The finance ministry has proposed that up to 49 per cent foreign direct investment (FDI) in multi-brand retail be allowed by the automatic route.
Last September, the government permitted foreign supermarkets in India by allowing up to 51 per cent FDI, subject to government approval. The cabinet is set to review FDI norms in multi-brand retail on Thursday.
On July 24, commenting on the cabinet note moved by the Department of Industrial Policy & Promotion (DIPP), the finance ministry proposed that “FDI up to 49 per cent is allowed on automatic route”.
The DIPP has declined to tweak the cabinet proposal saying this was not on the agenda of the July 16 meeting chaired by the Prime Minister, at which fresh FDI limits were decided. It was also not part of the suggestions put forward by the Arvind Mayaram committee.
Sources, however, said the panel headed by Economic Affairs Secretary Mayaram had recommended that the FDI limit be raised to 49 per cent in almost all sectors through the automatic route, with 74 per cent FDI in multi-brand retail trading by the government approval route.
“The finance min’stry’s proposal could get support from the Planning Commission,” an official said. The planning commission is yet to submit its response to the DIPP proposal. The departments of commerce, consumer affairs and agriculture & cooperation too haven’t given their responses.

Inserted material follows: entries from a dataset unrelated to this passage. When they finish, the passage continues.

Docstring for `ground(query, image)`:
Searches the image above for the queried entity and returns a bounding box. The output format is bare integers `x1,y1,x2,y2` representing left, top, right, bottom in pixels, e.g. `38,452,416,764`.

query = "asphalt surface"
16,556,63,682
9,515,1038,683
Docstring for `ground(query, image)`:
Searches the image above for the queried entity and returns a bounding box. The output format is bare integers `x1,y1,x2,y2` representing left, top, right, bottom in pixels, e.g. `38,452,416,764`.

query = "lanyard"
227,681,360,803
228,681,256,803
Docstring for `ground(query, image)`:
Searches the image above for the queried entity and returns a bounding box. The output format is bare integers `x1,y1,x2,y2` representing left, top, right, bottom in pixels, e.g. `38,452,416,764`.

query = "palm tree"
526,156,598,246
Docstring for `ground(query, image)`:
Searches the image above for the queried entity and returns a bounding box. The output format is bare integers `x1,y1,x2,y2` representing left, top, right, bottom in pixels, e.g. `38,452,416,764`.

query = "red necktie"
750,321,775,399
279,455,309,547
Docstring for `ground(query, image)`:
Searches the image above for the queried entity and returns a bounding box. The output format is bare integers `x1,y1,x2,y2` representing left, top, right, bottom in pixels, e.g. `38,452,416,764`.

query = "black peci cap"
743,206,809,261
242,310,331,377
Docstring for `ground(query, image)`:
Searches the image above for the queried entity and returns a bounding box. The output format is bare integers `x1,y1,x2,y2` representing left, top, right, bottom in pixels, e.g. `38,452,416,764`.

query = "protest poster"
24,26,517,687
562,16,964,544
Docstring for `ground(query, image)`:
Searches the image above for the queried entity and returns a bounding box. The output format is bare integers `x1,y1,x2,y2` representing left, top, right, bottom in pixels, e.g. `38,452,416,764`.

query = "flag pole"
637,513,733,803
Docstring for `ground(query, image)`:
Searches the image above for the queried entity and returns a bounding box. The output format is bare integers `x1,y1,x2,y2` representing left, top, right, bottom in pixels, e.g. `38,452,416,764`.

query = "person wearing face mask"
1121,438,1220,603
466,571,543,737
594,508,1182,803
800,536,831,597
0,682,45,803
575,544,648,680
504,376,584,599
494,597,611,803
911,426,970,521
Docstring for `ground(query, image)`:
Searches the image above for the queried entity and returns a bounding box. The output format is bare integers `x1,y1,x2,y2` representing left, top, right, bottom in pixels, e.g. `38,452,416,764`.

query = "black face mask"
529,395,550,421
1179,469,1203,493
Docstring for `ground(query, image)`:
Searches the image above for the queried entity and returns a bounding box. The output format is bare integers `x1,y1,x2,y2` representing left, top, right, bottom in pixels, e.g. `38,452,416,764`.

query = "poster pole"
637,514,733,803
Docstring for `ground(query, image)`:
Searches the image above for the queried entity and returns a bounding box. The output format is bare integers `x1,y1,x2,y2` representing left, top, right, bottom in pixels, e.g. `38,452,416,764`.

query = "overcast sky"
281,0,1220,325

They have been asked to put forward their views at the cabinet meeting.
In its July 24 reply, the Department of Economic Affairs also suggested that instead of restricting $ 50 million in fresh investment in back-end infrastructure, the foreign entrant may be allowed to acquire them through “outright purchase, lease or contract from an existing company”.
The DIPP, however, maintains that this would “negate” the conditionality framed to address the acute need for augmenting back-end infrastructure to reduce post-harvest losses.
No global retailer has yet moved an application with the Foreign Investment Promotion Board which vets FDI proposals.